Adalah cendekiawan yang berumah di pinggir Kali Code. Ia memahami orang miskin tidak sekedar teoritik, tetapi melalui hidup dan kumpul bersama mereka. Ini hasil wawancara di pondoknya di bulan Mei 1986. Berkisah tentang pandangan dan pengalamannya. Dimuat dalam buku Seri Esensia: Transformasi Masyarakat Indonesia dengan editor Denny J.A dan diterbitkan oleh ‘Kelompok Studi Proklamasi’ pada Agustus 1986 dalam kerja sama dengan Asia Foundation – disalin sesuai dengan yang tertulis dalam buku tersebut

TRANSCRIPT

Page 1: Trilogi Kemiskinan - YB Mangunwijaya

Y.B. Mangunwijaya: Trilogi Kemiskinan*

Jika ada trilogi pembangunan, maka ada pula trilogi kemiskinan yang mencakup: kemiskinan,

kriminalitas dan pelacuran. Inilah tritunggal yang ada di kalangan masyarakat bawah. Yaitu suatu

dunia yang kejam dan penuh penderitaan. Walaupun demikian, kita masih cenderung melihatnya

secara romantic, dengan belas kasihan dan menjadikannya sebagai obyek diskusi ilmiah belaka.

Akar Historis

Sebenarnya kemiskinan di Asia sekarang ini, masih merupakan kelanjutan dari struktur lama

– pribumi dan tradisional – yang telah berlangsung berabad-abad. Bahkan ribuan tahun. Sejak dulu,

Asia ini menjadi wilayah kaum bandit. Dengan masuknya kapitalisme barat, maka banditisme ini

semakin sistematis, semakin ilmiah dan semakin teknologis.

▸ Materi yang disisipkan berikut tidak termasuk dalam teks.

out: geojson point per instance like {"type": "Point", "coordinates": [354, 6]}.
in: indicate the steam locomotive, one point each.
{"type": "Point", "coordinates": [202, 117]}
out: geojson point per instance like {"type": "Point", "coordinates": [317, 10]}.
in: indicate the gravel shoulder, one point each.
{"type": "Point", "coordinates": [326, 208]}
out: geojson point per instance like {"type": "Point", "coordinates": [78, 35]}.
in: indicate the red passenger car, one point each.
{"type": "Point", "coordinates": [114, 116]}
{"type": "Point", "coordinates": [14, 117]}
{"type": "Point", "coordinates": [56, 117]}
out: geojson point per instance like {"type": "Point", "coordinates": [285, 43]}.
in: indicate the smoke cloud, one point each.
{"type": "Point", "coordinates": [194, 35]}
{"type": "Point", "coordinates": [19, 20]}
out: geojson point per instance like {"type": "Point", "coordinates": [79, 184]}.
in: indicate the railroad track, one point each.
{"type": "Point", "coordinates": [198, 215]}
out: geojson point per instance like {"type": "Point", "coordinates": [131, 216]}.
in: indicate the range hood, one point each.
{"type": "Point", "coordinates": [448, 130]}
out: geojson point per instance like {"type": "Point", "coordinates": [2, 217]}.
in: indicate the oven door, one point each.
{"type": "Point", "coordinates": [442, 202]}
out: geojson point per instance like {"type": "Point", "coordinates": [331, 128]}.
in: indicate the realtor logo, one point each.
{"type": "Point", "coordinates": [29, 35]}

Perpaduan kapitalisme barat dan banditisme Asia pun terjadi di Indonesia. Kita ternyata

masih berada dalam hokum rimba, baik hukum rimba pribumi yang telah berumur ribuan tahun,

ataupun hokum rimba kapitalisme yang sophisticate.

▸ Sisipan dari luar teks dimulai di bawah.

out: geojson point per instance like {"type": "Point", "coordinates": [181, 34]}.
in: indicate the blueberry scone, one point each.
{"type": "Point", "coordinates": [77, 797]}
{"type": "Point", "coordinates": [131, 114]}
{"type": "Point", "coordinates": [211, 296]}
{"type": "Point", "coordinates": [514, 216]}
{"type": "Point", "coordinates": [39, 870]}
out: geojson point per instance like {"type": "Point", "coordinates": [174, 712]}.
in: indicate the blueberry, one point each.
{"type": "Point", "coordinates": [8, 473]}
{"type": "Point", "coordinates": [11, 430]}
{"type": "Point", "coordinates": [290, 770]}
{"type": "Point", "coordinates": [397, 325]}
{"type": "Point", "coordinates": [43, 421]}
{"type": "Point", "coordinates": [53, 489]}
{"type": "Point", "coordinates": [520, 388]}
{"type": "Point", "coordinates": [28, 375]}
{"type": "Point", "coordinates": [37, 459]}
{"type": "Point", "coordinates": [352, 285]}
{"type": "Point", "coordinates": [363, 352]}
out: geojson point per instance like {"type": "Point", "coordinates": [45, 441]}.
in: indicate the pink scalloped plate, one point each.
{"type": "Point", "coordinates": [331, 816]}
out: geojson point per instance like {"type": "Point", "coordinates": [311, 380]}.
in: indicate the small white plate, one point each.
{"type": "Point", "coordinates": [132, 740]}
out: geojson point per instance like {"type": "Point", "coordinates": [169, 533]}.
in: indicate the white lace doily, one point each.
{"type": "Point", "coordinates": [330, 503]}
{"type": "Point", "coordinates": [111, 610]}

Generasi sekarang ini ingin melawan dan merintis struktur-struktur yang baru. Perintisan ini

dapat dilihat melalui proklamasi kemerdekaan dan pembuatan sistem baru. Tapi proklamasi kita itu

hanya berumur sepuluh tahun. Setelah itu kembali lagi berlaku banditisme internasional yang

berpadu dengan banditisme pribumi Asia.

Pemihakan

Jika kita pandang secara dialektika historis, untuk merubah struktur lama ini memang akan

membutuhkan kurban. Tapi kurban yang terjadi adalah akibat pertentangan antara maksud baik dan

maksud buruk, antara mereka yang berada di barisan The New Emerging Forces melawan mereka

yang berada di barisan The Old Establishing Forces. Mereka yang berada di barisan lama, memang

punya kekuatan yang hebat sekali. Hal ini disebabkan tradisi mereka yang telah mengakar. Dan

didukung oleh pusat-pusat kekuasaan dunia. Masalahnya hanyalah, kita berpihak di mana? Kita

tahu bahwa Bung Karno berpihak di barisan The New Emerging Forces. Sebenarnya sebagai seorang

insinyur adalah wajar jika Bung Karno memihak kepada The Old Establishing Forces. Hatta dan

Syahrir pun sebagai seorang profesional bisa melakukan hal yang sama. Tapi mereka justru

melawan arus dan berpihak pada The New Emerging Forces. Jika akibat pilihan ini mereka di

penjara, ya … bagi mereka tak masalah. Pengalaman eksistensial dan kesadaran pribadi membuat

mereka berani melakukan pilihan. Bagaimana dengan kita?

Berbagai Cara

Dalam konteks kompleks seperti sekarang, perlawanan terhadap struktur lama menuntut

berbagai cara. Banyak yang mengatakan cara saya memihak kawan-kawan yang miskin di Kali Code

melalui hidup bersama ini bersifat pinggiran dan tidak langsung ke sumbernya. Mereka yang

memahami demikian, tidak memahami konteks. Saya memang bukan orang partai, saya tidak punya

pasukan bersenjata. Bagi agamawan seperti saya, wajar jika jalur yang ditempuh bertumpu pada

kekuatan moral. Tapi jangan dikira kekuatan moral itu tidak lebih kuat dari buldozer. Jelas, tindakan

seseorang harus sesuai dengan keahlian dan keterbatasannya. Realistis. Justru filosofi inilah inti dari

efektivitas politik praktis. Saya tidak ahli membuat strategi dan organisasi sebagaimana mereka yang

Page 2: Trilogi Kemiskinan - YB Mangunwijaya

mengaku berpolitik praktis lainnya. Saya hanya meneladani rohaniwan seperti Mahatma Gandhi

ataupun Marthin Luther King, yang berjuang tanpa kebencian dan kekerasan. Saya hanya kancil

penunjuk jalan. Harimau dan Ular silahkan menggunakan kesempatan ini. Namun jangan

mengharapkan Kancil meraung-raung seperti Harimau. Jangan mengharap saya berbuat melebihi

kapasitas saya. Tidak bisa

Dan memang menangani kemiskinan yang terjadi di Indonesia tidak bisa dilihat secara teknis

praktis. Karena kemiskinan itu sendiri adalah permukaan dari lautan yang begitu luas. Hal ini sangat

menyulitkan, terutama dalam kebudayaan kita. Menolong orang miskin bukanlah tradisi nenek

moyang kita. Itu adalah hal yang baru. Orientasi masyarakat kita adalah ke atas. Orang besar dalam

sejarah kita selalu minteri orang kecil. Mereka tidak menolong, bahkan menarik upeti dan menipu.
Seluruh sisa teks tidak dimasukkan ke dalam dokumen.